Летом 1809 г. Жорж поселилась на Каменном острове вблизи летней резиденции царя (который часто бывал на театральных представлениях), но, как свидетельствует А. де Коленкур, она «напрасно устроилась».[306] Это был настоящий провал соблазнительницы: отношений с царем, по естественным причинам, не сложилось (он сам был бóльшей «актрисой», чем она). Но и А.Х. Бенкедорфом актриса забавлялась недолго: в своих воспоминаниях тот писал, что к 1810 году Жорж оставила его из-за нового любовника, который «был настолько ревнив, что я не мог ни повидать её, ни поговорить с нею. Только так я начал чувствовать, насколько постыдным было мое поведение, мое лицо заливалось краской от осознания того, какое мнение в этой связи должно было обо мне сложиться. Я видел, насколько мне будет трудно преодолеть мою страсть, но, тем не менее, принял решение спрятать ее, начав ухаживать за другой женщиной.
Недавно приехавшая в Петербург актриса французского театра мадмуазель Бургоэн была замечена благодаря своему прекрасному таланту и, особенно, своей прелестной фигуре. Я обратился к ней, уверяя, что она единственная, кто может заставить меня забыть мою любовь к мадмуазель Жорж. Она нашла весьма лестной для своего тщеславия идею, состоящую в том, чтобы стереть из моего сердца воспоминания об её блестящей сопернице. Веселость мадмуазель Бургоэн вскоре вернула мне хорошее настроение и, также смеясь, я стал ее любовником. Эта новая связь была столь очаровательной, что вскоре я полностью забыл свою смешную любовь».[307]

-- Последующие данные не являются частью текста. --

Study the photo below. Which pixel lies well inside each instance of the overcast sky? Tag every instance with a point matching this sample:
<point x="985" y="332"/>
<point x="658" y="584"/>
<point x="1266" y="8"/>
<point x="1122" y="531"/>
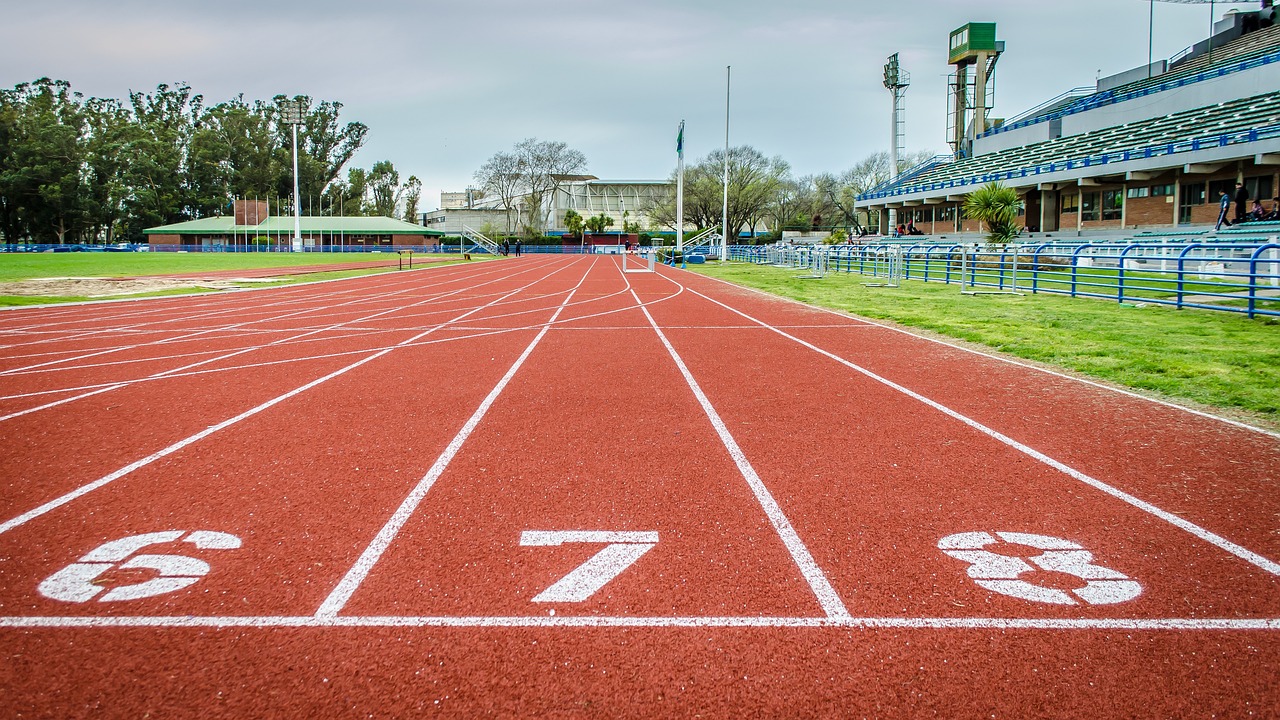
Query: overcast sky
<point x="446" y="85"/>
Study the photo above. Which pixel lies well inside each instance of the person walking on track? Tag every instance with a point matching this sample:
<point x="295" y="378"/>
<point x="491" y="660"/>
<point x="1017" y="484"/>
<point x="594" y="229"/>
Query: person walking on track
<point x="1242" y="200"/>
<point x="1225" y="204"/>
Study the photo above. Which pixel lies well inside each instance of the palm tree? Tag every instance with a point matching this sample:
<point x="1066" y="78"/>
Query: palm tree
<point x="997" y="206"/>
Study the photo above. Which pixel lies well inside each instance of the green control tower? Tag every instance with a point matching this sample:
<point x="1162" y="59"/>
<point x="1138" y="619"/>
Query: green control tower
<point x="974" y="45"/>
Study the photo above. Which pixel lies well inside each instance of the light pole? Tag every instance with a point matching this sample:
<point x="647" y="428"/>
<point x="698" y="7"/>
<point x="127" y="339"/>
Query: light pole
<point x="291" y="114"/>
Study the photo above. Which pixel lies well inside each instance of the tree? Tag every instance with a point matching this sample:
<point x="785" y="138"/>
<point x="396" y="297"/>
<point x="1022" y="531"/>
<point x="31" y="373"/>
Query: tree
<point x="347" y="197"/>
<point x="384" y="188"/>
<point x="501" y="177"/>
<point x="574" y="223"/>
<point x="158" y="172"/>
<point x="324" y="145"/>
<point x="525" y="178"/>
<point x="997" y="206"/>
<point x="792" y="204"/>
<point x="412" y="197"/>
<point x="753" y="182"/>
<point x="544" y="165"/>
<point x="44" y="174"/>
<point x="598" y="223"/>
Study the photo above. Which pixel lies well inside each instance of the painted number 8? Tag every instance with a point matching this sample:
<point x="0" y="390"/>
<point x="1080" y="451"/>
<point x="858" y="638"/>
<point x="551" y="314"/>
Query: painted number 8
<point x="1002" y="573"/>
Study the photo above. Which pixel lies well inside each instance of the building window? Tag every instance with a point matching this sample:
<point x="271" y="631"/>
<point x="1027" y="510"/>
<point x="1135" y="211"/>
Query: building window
<point x="1217" y="187"/>
<point x="1258" y="187"/>
<point x="1089" y="206"/>
<point x="1112" y="204"/>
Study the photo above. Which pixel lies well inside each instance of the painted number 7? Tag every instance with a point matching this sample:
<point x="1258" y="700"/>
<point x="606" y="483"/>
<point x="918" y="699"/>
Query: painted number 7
<point x="621" y="551"/>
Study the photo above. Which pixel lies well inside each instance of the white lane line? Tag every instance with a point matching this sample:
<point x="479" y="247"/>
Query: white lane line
<point x="1153" y="624"/>
<point x="87" y="488"/>
<point x="1010" y="361"/>
<point x="471" y="329"/>
<point x="242" y="327"/>
<point x="183" y="370"/>
<point x="214" y="306"/>
<point x="364" y="565"/>
<point x="817" y="579"/>
<point x="1212" y="538"/>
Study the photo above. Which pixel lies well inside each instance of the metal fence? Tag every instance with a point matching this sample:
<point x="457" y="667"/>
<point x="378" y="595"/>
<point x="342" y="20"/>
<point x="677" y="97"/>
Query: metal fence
<point x="1230" y="277"/>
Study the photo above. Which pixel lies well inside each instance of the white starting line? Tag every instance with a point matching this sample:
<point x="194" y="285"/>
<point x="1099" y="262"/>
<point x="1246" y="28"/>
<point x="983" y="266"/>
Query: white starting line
<point x="1179" y="624"/>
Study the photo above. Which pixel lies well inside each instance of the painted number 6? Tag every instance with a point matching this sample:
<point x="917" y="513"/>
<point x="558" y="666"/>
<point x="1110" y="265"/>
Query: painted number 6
<point x="1002" y="573"/>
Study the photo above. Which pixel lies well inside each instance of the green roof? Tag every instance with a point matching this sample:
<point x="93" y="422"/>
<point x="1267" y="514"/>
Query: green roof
<point x="225" y="224"/>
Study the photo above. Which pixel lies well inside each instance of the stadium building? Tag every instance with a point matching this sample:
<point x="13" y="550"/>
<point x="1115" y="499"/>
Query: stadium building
<point x="1150" y="147"/>
<point x="252" y="227"/>
<point x="586" y="195"/>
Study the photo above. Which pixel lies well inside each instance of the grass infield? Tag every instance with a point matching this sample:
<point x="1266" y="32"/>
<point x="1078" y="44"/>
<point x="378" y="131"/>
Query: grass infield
<point x="1214" y="359"/>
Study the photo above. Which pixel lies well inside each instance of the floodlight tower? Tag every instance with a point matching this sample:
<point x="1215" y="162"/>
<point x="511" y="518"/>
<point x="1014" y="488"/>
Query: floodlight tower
<point x="896" y="80"/>
<point x="291" y="114"/>
<point x="976" y="45"/>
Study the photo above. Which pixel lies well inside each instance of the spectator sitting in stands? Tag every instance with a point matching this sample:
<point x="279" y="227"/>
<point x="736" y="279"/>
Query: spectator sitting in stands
<point x="1275" y="210"/>
<point x="1257" y="212"/>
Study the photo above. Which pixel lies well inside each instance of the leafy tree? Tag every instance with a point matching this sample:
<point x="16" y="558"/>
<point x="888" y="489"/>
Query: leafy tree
<point x="347" y="197"/>
<point x="110" y="132"/>
<point x="996" y="205"/>
<point x="44" y="174"/>
<point x="324" y="146"/>
<point x="160" y="188"/>
<point x="384" y="188"/>
<point x="598" y="223"/>
<point x="574" y="222"/>
<point x="412" y="197"/>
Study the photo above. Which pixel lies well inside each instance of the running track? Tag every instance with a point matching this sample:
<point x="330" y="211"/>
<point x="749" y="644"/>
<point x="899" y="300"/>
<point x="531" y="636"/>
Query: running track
<point x="548" y="487"/>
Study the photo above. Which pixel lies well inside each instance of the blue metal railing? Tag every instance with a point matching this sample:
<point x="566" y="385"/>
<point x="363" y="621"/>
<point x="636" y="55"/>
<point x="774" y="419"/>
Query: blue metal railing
<point x="1162" y="149"/>
<point x="1233" y="277"/>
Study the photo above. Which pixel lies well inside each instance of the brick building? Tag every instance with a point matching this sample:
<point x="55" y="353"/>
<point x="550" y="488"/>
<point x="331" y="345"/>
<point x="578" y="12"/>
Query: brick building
<point x="1150" y="147"/>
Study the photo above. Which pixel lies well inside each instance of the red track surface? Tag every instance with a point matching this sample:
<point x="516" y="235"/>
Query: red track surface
<point x="396" y="455"/>
<point x="300" y="269"/>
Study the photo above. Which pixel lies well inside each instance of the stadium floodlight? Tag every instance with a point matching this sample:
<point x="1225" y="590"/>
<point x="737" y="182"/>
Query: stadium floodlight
<point x="1212" y="4"/>
<point x="291" y="114"/>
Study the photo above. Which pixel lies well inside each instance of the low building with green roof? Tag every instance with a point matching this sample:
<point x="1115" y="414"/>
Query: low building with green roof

Итак, все жили, я бы сказал, одной большой французской семьей. А где же найти в ней место русским крестьянам и солдатам? Где пресловутая, но распиаренная «русская исконность» и «самость»?! Вот такой «французской семьей» все и вступили в незабвенный 1812 год, в котором вдруг появились странные и смешные после всего вышеописанного слова про «басурман», а много десятилетий активной пропаганды спустя – и про «иноземных захватчиков». Просто невозможно не задаться вопросом о смысле войны, развязанной царем Александром: а за что погибали его подданные? За то, чтобы Бенкендорф, французский актер и еще неизвестно кто комфортно делили лоно мадемуазель Жорж с Наполеоном?
Отношение аристократии к простому народу, вынесшему все тяготы войны, фактически развязанной фанфаронством и желанием наживы этой самой аристократии, лаконично сформулировано в следующем эпизоде. В самом начале 1813 года М.И. Кутузов, желая сделать приятное своей жене (которая натужно переносила все его романы с 14-летними «казачками»), обратился к царю Александру с просьбой вновь разрешить постановку французских пьес на театре. Фанатичный поклонник всего французского, император, тут же согласился – и 19 февраля в доме Александра Львовича Нарышкина состоялся первый спектакль. Вот как прокомментировала тот вечер жена фельдмаршала: «Я, правда, не меньшая патриотка как всякий, но чтоб французский театр мешал любить свое отечество, я этого не понимаю; Слава Богу, по крайней мере, мы не будем сидеть с мужиками».[308] Действительно, в стране, где крепостных крестьян продавали по отдельности из одной семьи, подобный пассаж был вполне естественен. Более того, в газетных объявлениях о продаже на первом месте шли лошади, затем шкафы – и уже после них, как самый неценный товар – крепостные.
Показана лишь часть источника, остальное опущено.